Policy

NYC food establishments to be required to use trash containers

The switch from loose garbage bags left curbside is the next phase in the city’s rat mitigation efforts

Mayor Eric Adams at City hall Wednesday announced the launch of the next two phases in getting bags of trash off of city sidewalks.

Mayor Eric Adams at City hall Wednesday announced the launch of the next two phases in getting bags of trash off of city sidewalks. Ed Reed/Mayoral Photography Office

In front of the grand marble staircase in the lobby of City Hall, New York City Mayor Eric Adams threw down a tied-closed black trash bag at the base of his speaking podium. 

This was the way he chose to kick off a joint announcement between him and Department of Sanitation Commissioner Jessica Tisch on Wednesday. Together, they announced two new city regulations requiring all food-related businesses and all chain stores with five or more locations in the city to start placing their trash in containers, rather than in piles of loose bags on the curb. The regulations are just the next phase in the city’s rat mitigation plans.

“I want to talk about how we’re moving our city forward in improving the quality for all of us, to get rid of those bags,” Adams said, pointing down at the garbage bag he’d brought with him. “All over the city we see them. They are a relic from the past.”

Starting Aug. 1, food businesses - restaurants, bodegas, delis, grocery stores - will no longer be allowed to place their trash out for collection in garbage bags. They’ll be required to place the garbage bags in 30 to 96 gallon trash containers. All chain businesses with more than four city locations will be subject to the same restrictions.

The businesses can keep the trash containers inside, if they have room, along their property line or within three feet of the line - as long as the trash is in a bin that can keep rats from ripping into it to have dinner.

“Less access to food means fewer rats,” Tisch said. And she may have a point.

Rat 311 complaints have decreased since the implementation of some of the city’s rat mitigation measures. As of April 1, businesses and residents have had to wait until 6 p.m. to set out their trash bins or until 8 p.m. to set out their loose trash bags the night before collection, in contrast to the previous 4 p.m. set-out time. The idea is that the later the trash goes out, the less time it spends out on the curb where rats can get into it.

Reported rat sightings are down by 15% in May and 26% so far in June. While this is just preliminary data from 311 calls, it hints that the city’s efforts are associated with decreasing rat encounters.

“The haters and doubters wondered if it would make a difference; sometimes they didn’t even wonder, they just insisted it wouldn’t,” Tisch said. “Well, the numbers don’t lie.”

The mayor made it his mission at the start of his tenure to end the rat problem in New York City. Made viral by Adams’ “rats don’t run this city, we do” slogan and appointment of a rat czar, the Rat Action Plan is a series of City Council bills the mayor signed that relate to keeping the streets cleaner as a way to reduce the rat population.
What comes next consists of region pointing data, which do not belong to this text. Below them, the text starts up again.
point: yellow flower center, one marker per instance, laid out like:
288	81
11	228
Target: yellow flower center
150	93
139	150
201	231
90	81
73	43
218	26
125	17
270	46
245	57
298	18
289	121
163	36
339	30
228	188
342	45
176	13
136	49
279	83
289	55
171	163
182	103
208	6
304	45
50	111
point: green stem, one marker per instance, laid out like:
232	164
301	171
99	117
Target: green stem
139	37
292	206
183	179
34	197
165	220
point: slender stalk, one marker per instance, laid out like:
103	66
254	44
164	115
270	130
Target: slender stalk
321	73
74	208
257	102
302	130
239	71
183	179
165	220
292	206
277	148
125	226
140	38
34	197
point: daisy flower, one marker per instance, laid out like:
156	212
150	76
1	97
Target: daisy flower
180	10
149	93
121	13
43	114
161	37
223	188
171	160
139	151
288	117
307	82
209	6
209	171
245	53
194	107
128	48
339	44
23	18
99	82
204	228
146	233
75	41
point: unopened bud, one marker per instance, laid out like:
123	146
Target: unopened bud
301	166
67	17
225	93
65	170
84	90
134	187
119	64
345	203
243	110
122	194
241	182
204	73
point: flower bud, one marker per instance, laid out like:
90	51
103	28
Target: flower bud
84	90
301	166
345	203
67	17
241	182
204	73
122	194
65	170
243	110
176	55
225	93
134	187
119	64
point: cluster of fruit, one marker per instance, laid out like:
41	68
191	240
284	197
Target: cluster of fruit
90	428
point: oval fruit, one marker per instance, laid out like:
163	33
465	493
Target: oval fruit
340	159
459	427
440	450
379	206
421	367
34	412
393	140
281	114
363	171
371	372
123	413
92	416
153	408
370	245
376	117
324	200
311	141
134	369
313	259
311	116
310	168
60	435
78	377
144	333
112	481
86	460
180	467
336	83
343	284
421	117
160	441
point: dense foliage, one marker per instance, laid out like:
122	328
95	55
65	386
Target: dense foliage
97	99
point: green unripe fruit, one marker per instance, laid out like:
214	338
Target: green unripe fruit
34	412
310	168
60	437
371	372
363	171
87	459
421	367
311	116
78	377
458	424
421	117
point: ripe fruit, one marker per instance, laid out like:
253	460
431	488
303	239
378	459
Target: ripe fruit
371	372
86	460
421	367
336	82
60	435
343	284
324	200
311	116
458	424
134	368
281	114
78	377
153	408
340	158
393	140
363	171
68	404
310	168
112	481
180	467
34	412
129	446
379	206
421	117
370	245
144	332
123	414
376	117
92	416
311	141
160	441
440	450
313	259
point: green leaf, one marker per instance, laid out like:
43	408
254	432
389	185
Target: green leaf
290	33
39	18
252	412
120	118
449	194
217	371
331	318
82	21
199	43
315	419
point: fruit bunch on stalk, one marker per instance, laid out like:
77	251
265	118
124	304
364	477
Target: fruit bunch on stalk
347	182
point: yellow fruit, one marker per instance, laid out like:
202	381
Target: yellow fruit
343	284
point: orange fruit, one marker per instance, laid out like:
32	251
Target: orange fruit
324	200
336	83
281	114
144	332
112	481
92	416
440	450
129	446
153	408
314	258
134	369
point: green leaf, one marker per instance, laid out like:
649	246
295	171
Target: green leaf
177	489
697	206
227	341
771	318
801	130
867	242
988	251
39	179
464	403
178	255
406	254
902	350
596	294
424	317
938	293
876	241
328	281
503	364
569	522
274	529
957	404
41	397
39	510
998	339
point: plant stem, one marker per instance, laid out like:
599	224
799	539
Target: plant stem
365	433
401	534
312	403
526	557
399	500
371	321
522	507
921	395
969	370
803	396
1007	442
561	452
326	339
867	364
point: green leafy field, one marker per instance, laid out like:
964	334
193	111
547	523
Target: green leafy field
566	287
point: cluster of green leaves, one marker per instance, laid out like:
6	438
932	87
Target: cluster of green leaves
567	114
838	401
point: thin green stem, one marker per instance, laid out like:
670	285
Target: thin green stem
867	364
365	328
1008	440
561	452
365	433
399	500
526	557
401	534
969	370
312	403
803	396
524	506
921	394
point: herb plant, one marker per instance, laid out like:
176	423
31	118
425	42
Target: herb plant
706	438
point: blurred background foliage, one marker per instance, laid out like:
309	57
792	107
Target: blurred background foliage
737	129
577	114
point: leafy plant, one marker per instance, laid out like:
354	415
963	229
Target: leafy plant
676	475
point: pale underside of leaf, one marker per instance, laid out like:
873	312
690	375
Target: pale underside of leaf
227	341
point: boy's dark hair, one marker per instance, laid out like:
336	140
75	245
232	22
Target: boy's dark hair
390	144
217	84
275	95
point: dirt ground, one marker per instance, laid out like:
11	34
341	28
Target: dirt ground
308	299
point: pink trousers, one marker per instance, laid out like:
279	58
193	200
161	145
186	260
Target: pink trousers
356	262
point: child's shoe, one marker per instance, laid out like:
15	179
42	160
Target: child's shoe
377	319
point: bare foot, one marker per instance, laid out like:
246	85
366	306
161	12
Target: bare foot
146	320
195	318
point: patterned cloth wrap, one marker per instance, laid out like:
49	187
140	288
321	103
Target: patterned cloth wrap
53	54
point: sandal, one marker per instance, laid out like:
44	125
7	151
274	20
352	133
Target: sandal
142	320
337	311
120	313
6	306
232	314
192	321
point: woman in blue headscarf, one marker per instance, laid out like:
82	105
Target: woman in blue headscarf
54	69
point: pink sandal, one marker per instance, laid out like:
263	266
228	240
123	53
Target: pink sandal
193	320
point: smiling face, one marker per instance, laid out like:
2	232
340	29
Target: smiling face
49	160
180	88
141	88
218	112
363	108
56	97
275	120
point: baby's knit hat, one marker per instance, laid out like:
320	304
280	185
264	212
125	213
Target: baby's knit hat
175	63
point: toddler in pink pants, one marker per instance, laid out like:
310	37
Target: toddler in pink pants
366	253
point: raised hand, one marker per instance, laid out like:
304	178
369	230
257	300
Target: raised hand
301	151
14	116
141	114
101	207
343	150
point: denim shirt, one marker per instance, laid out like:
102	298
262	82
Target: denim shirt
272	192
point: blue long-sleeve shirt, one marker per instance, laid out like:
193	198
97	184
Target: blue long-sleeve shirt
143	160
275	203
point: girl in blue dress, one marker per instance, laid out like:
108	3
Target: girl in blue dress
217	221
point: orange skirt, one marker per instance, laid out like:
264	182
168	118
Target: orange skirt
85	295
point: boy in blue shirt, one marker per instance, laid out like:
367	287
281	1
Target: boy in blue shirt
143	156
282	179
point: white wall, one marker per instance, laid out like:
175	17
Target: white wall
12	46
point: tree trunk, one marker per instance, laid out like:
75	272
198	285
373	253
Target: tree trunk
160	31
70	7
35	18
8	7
“As I say over and over again, I hate rats and rats love garbage bags,” Adams said.

Some of these earlier rat and trash regulations required later the trash set-out times, increased curbside composting, annual rat reports from the Health Department and rodent-resistant garbage bins to be used by buildings with repeat rodent violations. The plan also requires that rat mitigation zones be set up in the communities with the majority of the rat complaints. Buildings within these zones face increased violations enforcement.

There have been 45,000 summonses and warnings given out by Sanitation since April 1 over set-out violations, according to Tisch.

While early numbers may inspire hope in rat haters, not everyone is a fan of the new containerization regulations.

“If we don’t mandate containers be placed in the curb lane, we’re just replacing one sidewalk nuisance with another, more visually pleasing, one,” Open Plans Co-Executive Director Sara Lind said in an emailed statement. “Containers in the curb lane are tidier, less burdensome for pedestrians, easier for businesses to manage, and simpler for sanitation workers to collect. There are much more impactful changes possible if we look beyond free parking at the curb.”